Rentrer dans les ateliers de la tuilerie de Nidervller, c’est faire un voyage dans le temps. 1928, c’est l’année des dernières transformations majeures dans l’entreprise. Un wagonnet achemine l’argile au-dessus d’une série de machines. Elles malaxent, tamisent, laminent la matière première. Cette production en cascade était novatrice à cette époque. La technique est toujours utilisée aujourd’hui. C’est l’un des atouts de la tuilerie.

Le père et le grand-père de Christophe se sont entêtés à faire tourner la tuilerie pour éviter sa disparition, ils ne gagnaient presque rien à l’époque. L’entreprise fait partie de l’histoire du secteur. Niderviller était réputé pour la céramique depuis le 18ᵉ siècle. Christophe Henselmann a grandi dans l’usine. Il s’est pris de passion pour la fabrication de tuiles anciennes. Elles servent à entretenir le patrimoine.

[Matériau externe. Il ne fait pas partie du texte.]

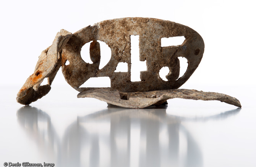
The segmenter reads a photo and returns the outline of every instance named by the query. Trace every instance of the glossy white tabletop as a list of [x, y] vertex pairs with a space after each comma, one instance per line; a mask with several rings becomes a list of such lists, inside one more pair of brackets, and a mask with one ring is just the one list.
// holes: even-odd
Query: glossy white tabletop
[[77, 99], [69, 86], [54, 85], [46, 96], [24, 107], [15, 100], [19, 88], [1, 87], [2, 164], [256, 166], [256, 108], [250, 87], [201, 89], [235, 95], [241, 108], [219, 101], [173, 99], [166, 107], [142, 109]]

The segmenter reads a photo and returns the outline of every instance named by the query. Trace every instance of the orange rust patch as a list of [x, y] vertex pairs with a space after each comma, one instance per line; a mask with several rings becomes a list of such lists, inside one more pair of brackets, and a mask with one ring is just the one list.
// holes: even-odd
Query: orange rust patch
[[34, 84], [35, 83], [37, 82], [38, 80], [41, 79], [42, 76], [42, 74], [39, 74], [37, 76], [36, 75], [36, 76], [33, 77], [32, 78], [33, 84]]
[[21, 90], [19, 90], [19, 93], [25, 90], [26, 89], [27, 89], [27, 87], [22, 87], [21, 89]]
[[35, 75], [36, 76], [38, 76], [38, 75], [40, 74], [41, 73], [42, 73], [42, 72], [41, 72], [40, 71], [37, 71], [36, 72], [36, 74], [35, 74]]

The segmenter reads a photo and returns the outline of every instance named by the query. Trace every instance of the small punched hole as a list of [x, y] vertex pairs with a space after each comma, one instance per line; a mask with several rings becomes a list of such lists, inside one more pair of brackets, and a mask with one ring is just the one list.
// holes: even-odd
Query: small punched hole
[[41, 73], [41, 71], [37, 71], [37, 72], [36, 72], [36, 74], [35, 75], [36, 75], [36, 76], [38, 76], [38, 75], [40, 74]]
[[186, 58], [183, 57], [178, 57], [178, 58], [180, 60], [180, 75], [178, 78], [179, 78], [185, 74], [185, 73], [188, 68], [188, 60]]
[[80, 54], [81, 58], [84, 61], [84, 62], [92, 64], [93, 62], [92, 61], [90, 57], [90, 45], [91, 42], [87, 42], [84, 44], [81, 48]]
[[197, 55], [199, 54], [200, 52], [200, 49], [196, 49], [195, 51], [194, 51], [194, 55]]
[[166, 75], [168, 75], [170, 72], [170, 69], [167, 67], [164, 67], [159, 71], [159, 76], [165, 81], [168, 81], [168, 80], [166, 78]]
[[161, 46], [162, 47], [171, 46], [178, 46], [182, 45], [186, 38], [184, 36], [173, 37], [170, 38], [161, 38]]
[[115, 72], [128, 72], [128, 64], [127, 63], [120, 62], [117, 64]]
[[65, 65], [69, 65], [69, 61], [68, 60], [67, 60], [65, 62]]

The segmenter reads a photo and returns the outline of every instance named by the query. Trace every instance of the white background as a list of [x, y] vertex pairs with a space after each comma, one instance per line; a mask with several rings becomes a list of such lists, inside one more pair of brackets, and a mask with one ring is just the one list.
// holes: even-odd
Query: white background
[[[77, 146], [76, 140], [89, 138], [92, 141], [96, 134], [102, 137], [99, 139], [102, 155], [95, 157], [99, 158], [99, 166], [115, 166], [109, 165], [109, 145], [104, 143], [113, 132], [117, 135], [114, 139], [117, 150], [120, 151], [119, 157], [127, 160], [124, 155], [128, 154], [128, 145], [124, 144], [131, 140], [130, 152], [127, 156], [130, 157], [130, 166], [139, 166], [139, 162], [143, 160], [150, 161], [150, 158], [144, 156], [151, 153], [145, 148], [147, 146], [144, 142], [149, 138], [159, 143], [158, 156], [151, 161], [160, 162], [161, 166], [255, 166], [255, 7], [252, 0], [2, 1], [0, 165], [5, 162], [58, 164], [58, 161], [68, 166], [66, 161], [76, 159], [71, 156], [61, 156], [63, 153], [70, 153], [65, 152], [68, 150], [64, 142], [68, 137], [75, 141], [70, 143], [70, 148], [79, 151], [80, 148], [72, 147]], [[77, 99], [78, 92], [68, 85], [59, 71], [49, 94], [31, 105], [35, 108], [20, 112], [23, 105], [16, 102], [16, 93], [33, 73], [41, 52], [52, 44], [58, 32], [65, 29], [74, 33], [105, 20], [128, 17], [169, 20], [197, 31], [204, 39], [204, 53], [198, 67], [181, 87], [227, 94], [238, 99], [242, 108], [219, 102], [175, 99], [168, 100], [169, 106], [163, 112], [163, 110], [154, 109], [124, 111], [122, 108], [116, 112], [97, 100]], [[23, 117], [19, 115], [28, 112]], [[115, 115], [110, 114], [113, 113]], [[102, 122], [93, 119], [91, 122], [79, 121], [80, 117], [86, 118], [90, 114], [103, 118], [106, 115], [116, 116], [111, 119], [117, 120], [116, 129], [110, 129], [113, 124], [109, 117]], [[124, 115], [128, 116], [123, 119]], [[144, 116], [147, 119], [143, 119]], [[160, 126], [158, 136], [149, 135], [147, 138], [140, 135], [143, 133], [140, 126], [142, 120], [146, 120], [151, 128], [156, 118]], [[125, 132], [122, 133], [127, 121], [131, 122], [130, 138]], [[84, 134], [78, 133], [77, 137], [74, 128], [80, 124], [88, 133], [80, 136]], [[176, 127], [177, 133], [168, 136], [169, 126]], [[172, 142], [169, 137], [173, 137], [179, 139], [172, 143], [179, 146], [177, 158], [168, 154], [173, 151], [168, 147], [168, 142]], [[60, 154], [51, 148], [49, 139], [52, 138], [57, 140]], [[94, 159], [90, 152], [93, 153], [90, 150], [92, 145], [87, 144], [89, 147], [81, 148], [81, 158], [75, 161], [78, 164], [76, 166], [97, 162], [97, 159]], [[154, 146], [151, 145], [153, 148]], [[188, 158], [197, 151], [199, 153], [194, 159]], [[91, 161], [87, 161], [89, 158]], [[126, 162], [115, 159], [122, 165]], [[194, 163], [188, 162], [190, 159], [194, 159]]]
[[[255, 5], [252, 0], [6, 1], [1, 3], [1, 85], [20, 86], [61, 29], [105, 20], [156, 18], [196, 31], [205, 48], [185, 84], [255, 85]], [[59, 72], [53, 84], [66, 85]]]

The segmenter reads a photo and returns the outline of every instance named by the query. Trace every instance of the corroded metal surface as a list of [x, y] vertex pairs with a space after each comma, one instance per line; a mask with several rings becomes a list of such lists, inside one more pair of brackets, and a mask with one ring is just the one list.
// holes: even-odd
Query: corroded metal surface
[[[141, 81], [131, 81], [131, 35], [139, 36], [139, 60], [146, 61], [147, 70], [140, 72]], [[184, 36], [183, 43], [162, 47], [161, 39]], [[105, 42], [111, 51], [109, 62], [99, 68], [100, 46]], [[92, 64], [81, 57], [82, 47], [91, 42], [90, 57]], [[156, 19], [127, 17], [106, 20], [86, 27], [73, 34], [62, 30], [52, 45], [44, 51], [34, 73], [27, 79], [17, 95], [18, 102], [28, 105], [50, 91], [52, 82], [62, 66], [66, 80], [80, 92], [78, 97], [94, 97], [114, 105], [131, 108], [158, 105], [166, 100], [180, 98], [204, 100], [218, 100], [241, 107], [238, 100], [226, 95], [194, 90], [177, 89], [194, 72], [203, 57], [204, 48], [200, 35], [190, 27], [170, 21]], [[178, 57], [188, 60], [185, 74], [180, 78]], [[67, 62], [69, 64], [67, 64]], [[115, 72], [120, 62], [126, 63], [126, 72]], [[159, 76], [162, 68], [170, 70], [167, 81]], [[81, 87], [91, 77], [108, 76], [111, 87]], [[48, 84], [41, 86], [45, 78]]]
[[241, 107], [237, 99], [218, 93], [196, 90], [173, 89], [133, 92], [119, 92], [117, 90], [95, 89], [79, 93], [78, 98], [93, 97], [123, 107], [144, 108], [156, 103], [161, 104], [173, 98], [203, 100], [219, 100]]
[[[147, 70], [141, 72], [141, 81], [131, 81], [130, 36], [139, 36], [139, 59], [146, 61]], [[184, 36], [180, 45], [162, 47], [161, 39]], [[94, 44], [97, 40], [105, 43], [111, 50], [108, 63], [99, 69], [100, 46]], [[92, 41], [90, 48], [93, 63], [85, 62], [80, 51], [86, 43]], [[92, 46], [95, 46], [92, 47]], [[89, 26], [73, 34], [63, 49], [62, 72], [68, 83], [76, 90], [82, 92], [93, 88], [79, 87], [91, 77], [109, 76], [112, 88], [123, 92], [146, 91], [177, 89], [185, 83], [195, 71], [204, 53], [202, 37], [188, 27], [156, 19], [130, 17], [106, 20]], [[91, 52], [96, 52], [92, 54]], [[104, 53], [102, 54], [104, 56]], [[185, 74], [178, 78], [180, 73], [178, 57], [188, 60]], [[92, 59], [92, 58], [93, 59]], [[70, 62], [65, 65], [67, 60]], [[127, 72], [115, 72], [118, 64], [127, 63]], [[169, 68], [168, 81], [159, 75], [164, 67]]]
[[[47, 94], [57, 72], [61, 66], [63, 47], [72, 33], [61, 30], [56, 35], [52, 45], [42, 52], [34, 73], [28, 78], [17, 95], [17, 101], [28, 105]], [[40, 86], [44, 79], [48, 78], [48, 84]]]

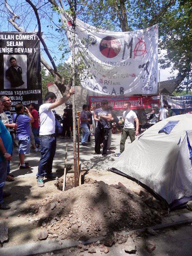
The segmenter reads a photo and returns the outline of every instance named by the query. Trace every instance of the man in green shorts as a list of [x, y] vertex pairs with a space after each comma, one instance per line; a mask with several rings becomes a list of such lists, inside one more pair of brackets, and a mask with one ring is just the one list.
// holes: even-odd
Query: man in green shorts
[[[132, 143], [135, 140], [135, 134], [137, 136], [139, 134], [139, 119], [136, 114], [130, 109], [131, 103], [125, 102], [124, 105], [125, 111], [123, 112], [122, 120], [125, 122], [120, 143], [120, 152], [115, 155], [119, 157], [125, 149], [125, 141], [128, 136], [130, 138]], [[136, 122], [136, 131], [135, 131], [134, 122]], [[120, 123], [120, 121], [119, 121]]]

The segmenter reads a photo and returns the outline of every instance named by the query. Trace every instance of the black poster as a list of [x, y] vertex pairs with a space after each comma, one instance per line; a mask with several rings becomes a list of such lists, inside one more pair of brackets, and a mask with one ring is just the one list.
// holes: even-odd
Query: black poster
[[0, 32], [0, 96], [12, 101], [42, 103], [40, 41], [36, 33]]

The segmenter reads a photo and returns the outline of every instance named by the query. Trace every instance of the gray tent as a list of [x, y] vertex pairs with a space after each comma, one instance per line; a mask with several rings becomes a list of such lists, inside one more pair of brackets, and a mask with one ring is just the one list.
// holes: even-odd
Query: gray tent
[[140, 181], [171, 206], [180, 204], [192, 200], [192, 115], [172, 116], [137, 138], [111, 170]]

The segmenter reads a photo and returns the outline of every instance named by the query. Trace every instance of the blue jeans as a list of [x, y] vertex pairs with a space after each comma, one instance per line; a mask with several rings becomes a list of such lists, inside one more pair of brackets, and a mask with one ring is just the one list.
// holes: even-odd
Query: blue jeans
[[40, 137], [41, 152], [41, 157], [39, 161], [38, 173], [36, 176], [44, 177], [52, 172], [53, 158], [56, 151], [56, 137]]
[[3, 203], [3, 189], [7, 178], [7, 161], [0, 162], [0, 204]]
[[32, 127], [32, 131], [34, 135], [35, 141], [36, 146], [39, 146], [40, 145], [40, 140], [39, 140], [39, 128], [33, 128]]
[[90, 132], [87, 124], [81, 123], [81, 127], [82, 129], [81, 143], [85, 143], [87, 140]]

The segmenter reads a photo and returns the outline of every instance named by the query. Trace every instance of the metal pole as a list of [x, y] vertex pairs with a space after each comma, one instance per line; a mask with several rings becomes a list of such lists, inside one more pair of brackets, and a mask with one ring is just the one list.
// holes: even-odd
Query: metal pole
[[[74, 2], [74, 10], [75, 15], [73, 20], [73, 48], [72, 48], [72, 69], [73, 76], [73, 87], [75, 87], [75, 33], [76, 33], [76, 2]], [[75, 94], [73, 95], [72, 98], [73, 103], [73, 155], [74, 155], [74, 176], [75, 180], [75, 186], [79, 186], [79, 175], [78, 169], [77, 167], [77, 142], [76, 140], [76, 100]]]
[[159, 102], [160, 103], [160, 108], [161, 105], [161, 88], [160, 85], [160, 70], [159, 70]]
[[189, 72], [187, 72], [187, 85], [186, 86], [186, 94], [187, 94], [189, 93]]

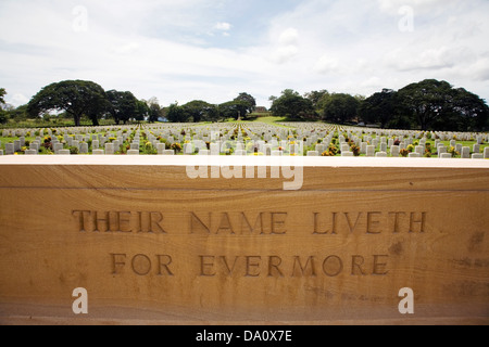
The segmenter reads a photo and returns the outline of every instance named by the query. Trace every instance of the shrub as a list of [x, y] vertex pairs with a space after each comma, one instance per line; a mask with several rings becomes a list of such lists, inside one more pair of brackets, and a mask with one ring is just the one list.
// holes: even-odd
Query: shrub
[[360, 156], [360, 147], [358, 145], [353, 144], [350, 149], [354, 156]]
[[180, 153], [181, 152], [181, 144], [179, 143], [173, 143], [171, 145], [171, 149], [175, 151], [175, 153]]

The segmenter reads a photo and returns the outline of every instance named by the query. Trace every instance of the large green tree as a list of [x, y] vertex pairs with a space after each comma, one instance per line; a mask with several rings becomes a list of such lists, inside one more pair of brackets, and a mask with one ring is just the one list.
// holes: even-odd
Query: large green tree
[[98, 119], [108, 111], [105, 91], [99, 85], [86, 80], [65, 80], [42, 88], [27, 105], [28, 113], [38, 117], [50, 111], [65, 111], [80, 125], [83, 116], [97, 126]]
[[413, 117], [422, 130], [481, 130], [489, 117], [488, 106], [479, 97], [436, 79], [399, 90], [397, 106]]
[[0, 88], [0, 105], [4, 105], [5, 104], [5, 95], [7, 95], [7, 91], [4, 88]]
[[394, 97], [392, 89], [383, 89], [360, 103], [359, 116], [366, 124], [379, 124], [385, 128], [394, 117]]
[[248, 93], [240, 93], [234, 101], [242, 118], [256, 110], [256, 100]]
[[151, 98], [146, 102], [149, 107], [149, 123], [155, 123], [160, 118], [164, 118], [165, 114], [163, 112], [163, 107], [160, 105], [160, 102], [156, 98]]
[[353, 123], [356, 119], [359, 106], [360, 101], [350, 94], [331, 94], [324, 104], [323, 118], [337, 124]]
[[240, 100], [228, 101], [218, 105], [221, 118], [234, 118], [236, 120], [246, 116], [248, 107], [249, 103]]
[[177, 103], [170, 105], [166, 116], [171, 123], [188, 121], [188, 114], [185, 112], [185, 108]]
[[3, 111], [3, 105], [5, 104], [5, 100], [3, 99], [7, 94], [4, 88], [0, 88], [0, 124], [7, 123], [7, 112]]
[[279, 98], [271, 97], [271, 112], [276, 117], [287, 117], [291, 120], [315, 120], [317, 115], [313, 102], [301, 97], [292, 89], [286, 89]]
[[428, 130], [450, 112], [452, 86], [447, 81], [425, 79], [398, 91], [399, 105], [416, 119], [422, 130]]
[[135, 117], [138, 100], [130, 91], [109, 90], [106, 97], [110, 102], [109, 113], [114, 118], [115, 124], [127, 124]]
[[202, 100], [193, 100], [183, 105], [188, 118], [193, 123], [208, 120], [212, 105]]

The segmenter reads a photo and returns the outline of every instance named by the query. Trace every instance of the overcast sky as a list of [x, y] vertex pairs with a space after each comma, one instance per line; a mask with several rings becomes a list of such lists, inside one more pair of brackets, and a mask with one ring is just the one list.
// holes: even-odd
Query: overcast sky
[[162, 105], [269, 106], [284, 89], [371, 94], [426, 78], [489, 100], [488, 0], [0, 0], [15, 106], [85, 79]]

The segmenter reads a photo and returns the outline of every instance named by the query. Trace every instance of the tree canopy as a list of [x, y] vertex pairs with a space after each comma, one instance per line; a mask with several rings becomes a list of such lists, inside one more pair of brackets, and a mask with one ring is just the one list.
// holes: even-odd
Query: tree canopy
[[310, 99], [301, 97], [292, 89], [286, 89], [279, 98], [271, 97], [271, 112], [276, 117], [287, 117], [290, 120], [315, 120], [316, 112]]
[[99, 85], [85, 80], [65, 80], [42, 88], [28, 103], [32, 116], [51, 111], [65, 111], [80, 125], [85, 115], [95, 126], [109, 107], [105, 91]]

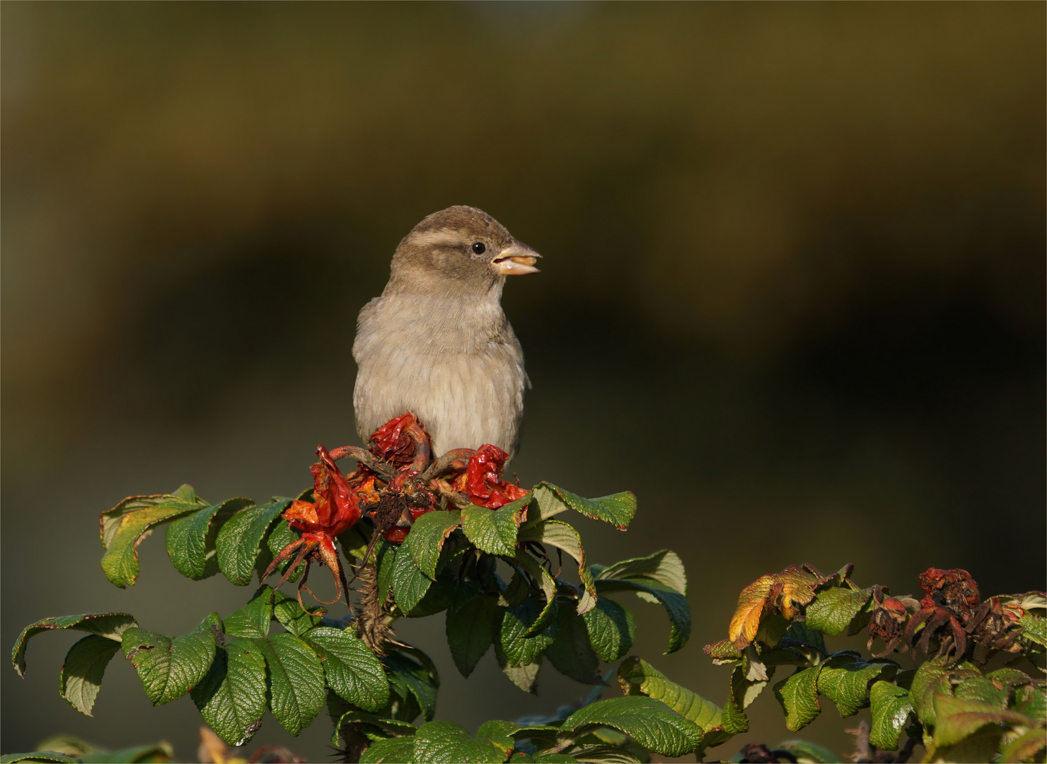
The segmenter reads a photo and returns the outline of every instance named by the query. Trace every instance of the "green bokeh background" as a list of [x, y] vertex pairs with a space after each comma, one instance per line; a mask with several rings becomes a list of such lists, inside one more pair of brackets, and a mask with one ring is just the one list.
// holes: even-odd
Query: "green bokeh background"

Les tuiles fabriquées partent sur les nombreux chantiers de rénovation des monuments historiques. La plupart d’entre eux sont situés en Alsace et en Moselle. Depuis quelques années, des clients particuliers, passionnés de maison anciennes, viennent étoffer la clientèle de la tuilerie.

C’est l’utilisation et la maîtrise de ces anciens outils qui intéresse bien souvent les clients. La tuilerie de Niderviller ne copie pas les tuiles anciennes, elle n’a jamais cessé de les fabriquer en suivant les mêmes méthodes de production avec la même matière, de l’argile du coin et de l’eau.